Nenhum livro pode ser visto tanto como um jogo, quanto um romance policial. E é por isso mesmo que, desse ponto de vista, o seu autor tem algo de um inventor de jogos. Alguns, naturalmente, escreveram livros ao nível do jogo do galo, nada mais. Mas Ross Macdonald apresentou, em matéria de policial, o xadrez. Nada menos.

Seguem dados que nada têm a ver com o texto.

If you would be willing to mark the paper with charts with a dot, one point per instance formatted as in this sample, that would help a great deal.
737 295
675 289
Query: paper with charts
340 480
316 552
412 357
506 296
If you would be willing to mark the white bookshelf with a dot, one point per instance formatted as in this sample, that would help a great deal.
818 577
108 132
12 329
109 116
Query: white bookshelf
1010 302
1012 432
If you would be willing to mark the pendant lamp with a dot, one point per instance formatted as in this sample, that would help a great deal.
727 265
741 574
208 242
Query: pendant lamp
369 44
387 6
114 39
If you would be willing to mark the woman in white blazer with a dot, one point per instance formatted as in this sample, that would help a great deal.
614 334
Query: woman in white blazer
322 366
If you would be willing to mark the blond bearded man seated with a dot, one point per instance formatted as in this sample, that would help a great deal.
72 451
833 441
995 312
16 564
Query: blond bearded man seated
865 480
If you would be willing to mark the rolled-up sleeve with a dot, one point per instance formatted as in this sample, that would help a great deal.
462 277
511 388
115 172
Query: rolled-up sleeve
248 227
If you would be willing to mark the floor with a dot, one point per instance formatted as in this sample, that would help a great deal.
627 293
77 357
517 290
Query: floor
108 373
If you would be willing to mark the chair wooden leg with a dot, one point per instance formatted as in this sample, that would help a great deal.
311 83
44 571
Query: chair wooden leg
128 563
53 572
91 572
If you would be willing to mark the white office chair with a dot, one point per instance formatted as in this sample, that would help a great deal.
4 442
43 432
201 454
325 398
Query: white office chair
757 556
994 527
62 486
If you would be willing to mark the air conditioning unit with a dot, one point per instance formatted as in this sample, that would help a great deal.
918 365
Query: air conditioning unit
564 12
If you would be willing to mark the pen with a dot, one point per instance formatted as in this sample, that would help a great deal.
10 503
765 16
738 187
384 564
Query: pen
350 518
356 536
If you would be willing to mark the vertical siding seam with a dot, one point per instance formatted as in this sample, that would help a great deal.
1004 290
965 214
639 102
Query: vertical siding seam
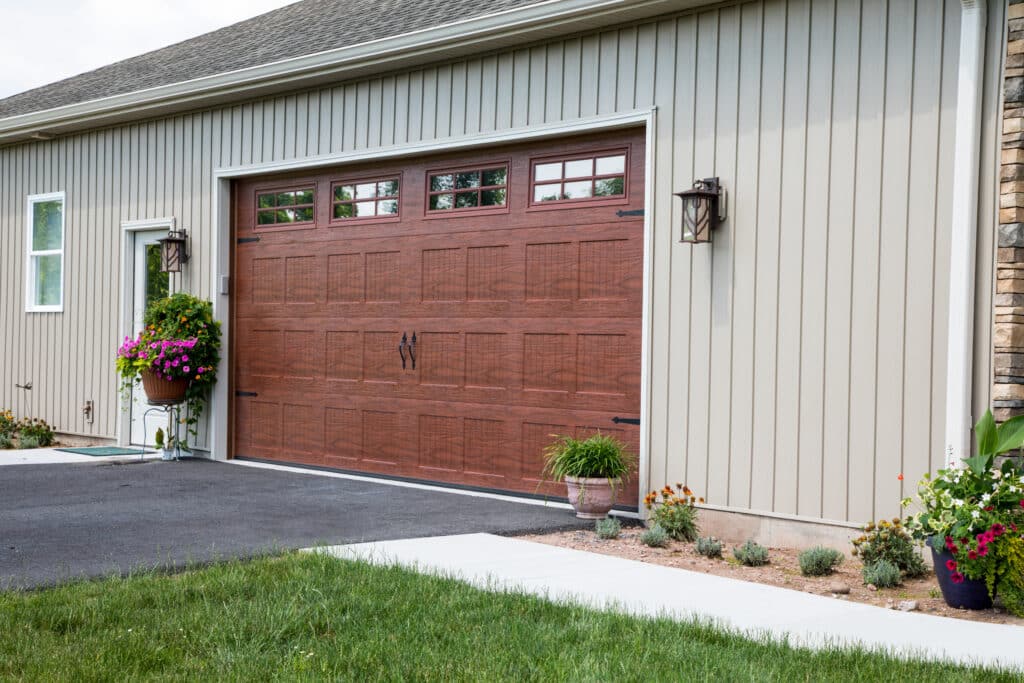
853 243
878 257
778 250
757 202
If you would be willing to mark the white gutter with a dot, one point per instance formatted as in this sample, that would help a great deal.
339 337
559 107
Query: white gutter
481 33
970 86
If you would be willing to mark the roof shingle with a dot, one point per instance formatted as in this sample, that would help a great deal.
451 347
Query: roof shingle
298 30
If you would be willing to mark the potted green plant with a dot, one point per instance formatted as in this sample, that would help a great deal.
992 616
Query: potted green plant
973 519
593 468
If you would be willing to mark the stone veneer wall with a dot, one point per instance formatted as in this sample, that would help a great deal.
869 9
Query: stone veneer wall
1008 389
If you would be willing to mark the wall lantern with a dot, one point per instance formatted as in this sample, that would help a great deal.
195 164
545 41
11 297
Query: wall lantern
704 209
173 251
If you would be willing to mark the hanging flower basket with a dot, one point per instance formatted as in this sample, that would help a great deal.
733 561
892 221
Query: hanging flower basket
160 391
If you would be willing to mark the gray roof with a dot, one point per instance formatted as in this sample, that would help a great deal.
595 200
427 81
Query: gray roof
297 30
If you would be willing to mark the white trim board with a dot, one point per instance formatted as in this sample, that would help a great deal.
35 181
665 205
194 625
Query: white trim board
220 254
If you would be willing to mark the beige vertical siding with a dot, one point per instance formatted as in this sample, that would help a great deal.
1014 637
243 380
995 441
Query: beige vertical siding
798 363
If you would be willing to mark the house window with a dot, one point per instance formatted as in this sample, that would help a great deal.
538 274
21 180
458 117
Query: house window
476 188
45 271
376 198
285 207
599 176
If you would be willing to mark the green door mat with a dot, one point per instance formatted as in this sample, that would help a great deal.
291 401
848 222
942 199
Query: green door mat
105 451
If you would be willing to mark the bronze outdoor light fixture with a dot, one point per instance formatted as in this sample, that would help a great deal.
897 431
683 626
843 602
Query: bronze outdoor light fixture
173 251
704 209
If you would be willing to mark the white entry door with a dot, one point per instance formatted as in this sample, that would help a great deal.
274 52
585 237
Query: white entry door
148 284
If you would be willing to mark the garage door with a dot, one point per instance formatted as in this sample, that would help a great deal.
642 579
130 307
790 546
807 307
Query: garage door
441 318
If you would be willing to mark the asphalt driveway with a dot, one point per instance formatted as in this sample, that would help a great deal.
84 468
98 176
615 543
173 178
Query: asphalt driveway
59 522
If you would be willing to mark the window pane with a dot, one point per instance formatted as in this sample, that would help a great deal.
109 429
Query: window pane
47 273
577 190
548 171
46 225
439 183
495 176
493 198
608 187
440 202
464 180
609 165
579 168
547 193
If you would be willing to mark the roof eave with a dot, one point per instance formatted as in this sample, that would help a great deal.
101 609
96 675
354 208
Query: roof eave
488 32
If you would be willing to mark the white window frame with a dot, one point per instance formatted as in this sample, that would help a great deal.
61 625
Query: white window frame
30 269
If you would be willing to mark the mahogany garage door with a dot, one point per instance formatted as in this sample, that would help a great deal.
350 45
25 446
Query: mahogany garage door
441 318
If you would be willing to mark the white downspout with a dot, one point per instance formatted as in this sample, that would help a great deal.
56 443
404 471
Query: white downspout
970 85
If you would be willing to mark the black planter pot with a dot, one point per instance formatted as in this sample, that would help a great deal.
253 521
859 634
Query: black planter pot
972 594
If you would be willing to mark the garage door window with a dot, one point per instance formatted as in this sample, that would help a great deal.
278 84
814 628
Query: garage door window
368 200
468 189
583 178
282 208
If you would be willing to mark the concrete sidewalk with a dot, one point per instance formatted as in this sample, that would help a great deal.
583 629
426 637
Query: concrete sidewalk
807 621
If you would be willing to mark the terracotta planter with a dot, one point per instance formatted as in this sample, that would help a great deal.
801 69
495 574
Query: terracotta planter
163 392
972 594
592 498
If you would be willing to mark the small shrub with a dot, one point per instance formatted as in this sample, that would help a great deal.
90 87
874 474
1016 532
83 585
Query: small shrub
7 423
655 537
607 528
675 512
710 547
891 542
819 561
35 429
883 574
751 554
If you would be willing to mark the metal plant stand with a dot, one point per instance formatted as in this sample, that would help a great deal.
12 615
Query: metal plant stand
171 411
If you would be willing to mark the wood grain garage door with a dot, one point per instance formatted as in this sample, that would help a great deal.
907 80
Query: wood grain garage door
526 316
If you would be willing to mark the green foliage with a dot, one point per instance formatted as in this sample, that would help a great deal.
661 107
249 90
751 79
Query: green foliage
675 511
596 457
7 423
891 542
882 573
710 547
307 616
36 431
607 528
654 537
819 561
751 554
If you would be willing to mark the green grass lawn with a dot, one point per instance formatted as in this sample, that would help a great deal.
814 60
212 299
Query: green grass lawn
310 616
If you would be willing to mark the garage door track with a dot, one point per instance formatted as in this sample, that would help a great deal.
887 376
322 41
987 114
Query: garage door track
59 522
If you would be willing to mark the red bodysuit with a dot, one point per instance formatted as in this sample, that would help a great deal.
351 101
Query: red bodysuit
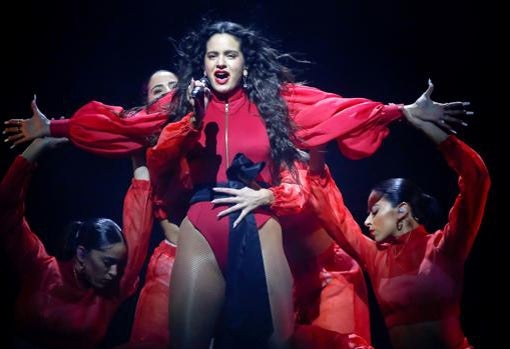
418 278
52 310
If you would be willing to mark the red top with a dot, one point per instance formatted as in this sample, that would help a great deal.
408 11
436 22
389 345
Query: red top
418 277
52 310
359 125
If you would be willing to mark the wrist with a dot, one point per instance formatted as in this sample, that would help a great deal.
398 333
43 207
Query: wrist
268 197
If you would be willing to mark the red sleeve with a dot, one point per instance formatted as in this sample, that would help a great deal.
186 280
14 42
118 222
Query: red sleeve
100 129
290 196
358 125
467 212
19 243
167 163
137 227
327 202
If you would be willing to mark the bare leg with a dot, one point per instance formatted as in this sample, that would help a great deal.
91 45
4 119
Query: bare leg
279 283
197 290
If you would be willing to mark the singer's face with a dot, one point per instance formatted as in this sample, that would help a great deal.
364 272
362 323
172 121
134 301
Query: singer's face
224 62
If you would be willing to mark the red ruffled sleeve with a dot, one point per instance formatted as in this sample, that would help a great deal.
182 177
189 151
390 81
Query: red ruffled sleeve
290 196
467 212
137 227
100 129
358 125
19 243
167 164
328 204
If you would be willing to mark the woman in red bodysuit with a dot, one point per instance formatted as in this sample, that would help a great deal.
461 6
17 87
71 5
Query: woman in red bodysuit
251 110
69 304
268 104
416 275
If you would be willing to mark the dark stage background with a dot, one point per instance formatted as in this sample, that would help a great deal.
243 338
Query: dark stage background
71 52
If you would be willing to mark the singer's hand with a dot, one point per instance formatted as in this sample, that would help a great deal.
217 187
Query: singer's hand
197 99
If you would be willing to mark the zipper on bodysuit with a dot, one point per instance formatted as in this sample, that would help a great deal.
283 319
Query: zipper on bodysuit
227 159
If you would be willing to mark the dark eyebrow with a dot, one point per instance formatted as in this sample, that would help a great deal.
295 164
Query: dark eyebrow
158 85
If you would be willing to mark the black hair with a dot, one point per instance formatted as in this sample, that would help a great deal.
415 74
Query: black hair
266 79
93 234
425 208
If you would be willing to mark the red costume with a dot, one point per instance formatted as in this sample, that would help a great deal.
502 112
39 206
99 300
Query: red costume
330 295
358 124
52 309
417 278
235 126
150 325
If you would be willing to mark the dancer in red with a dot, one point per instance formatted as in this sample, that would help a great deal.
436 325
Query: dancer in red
416 275
69 304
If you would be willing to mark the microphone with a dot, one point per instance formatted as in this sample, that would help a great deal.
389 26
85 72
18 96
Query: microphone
198 94
198 91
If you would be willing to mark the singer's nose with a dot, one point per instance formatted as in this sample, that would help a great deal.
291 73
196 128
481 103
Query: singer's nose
221 62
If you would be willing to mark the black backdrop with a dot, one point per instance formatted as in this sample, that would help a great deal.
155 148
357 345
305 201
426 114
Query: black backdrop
70 52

Escrevi, em outro post, que os seus textos têm, também, uma grande consistência literária. Podem duvidar. Mas apraz-me mostrar um par de exemplos. O narrador, um detective profissional, descreve o cliente, que acaba de conhecer: " Keith Sebastian saiu da casa em mangas de camisa. Era um um homem elegante, nos seus quarenta e tal, com espesso e encaracolado cabelo castanho, grisalho nos lados. Estava ainda por barbear, e o seu crescer de barba parecia sujidade fibrosa, que tivesse sido esfregada no rosto". Ou, mais tarde, a propósito do mesmo Sebastian, com quem fora falar, no local em que este trabalhava, e onde uma secretária lhe disse que o ouvira chorar: "Eu gostava mais de Sebastian desde que soubera que ele tinha lágrimas dentro da sua cabeça encaracolada".
Um último pedaço:
"Eu sei isso", disse ela, impacientemente. "Vai tentar?" Pressionou ambas as mãos sobre o seu peito, e depois ofereceu-mas, vazias. A sua emoção era, ao mesmo tempo, teatral e real".
Da mesma forma, descrevendo, não só as personagens, mas o interior das casas, ou as vilas, ou as cidades, Ross Macdonald consegue a proeza de fazer com que as vejamos e, mais do que isso, com que gostemos de as ver: com que, lembrava ainda ontem o meu primo, nos apetecesse estar mesmo lá.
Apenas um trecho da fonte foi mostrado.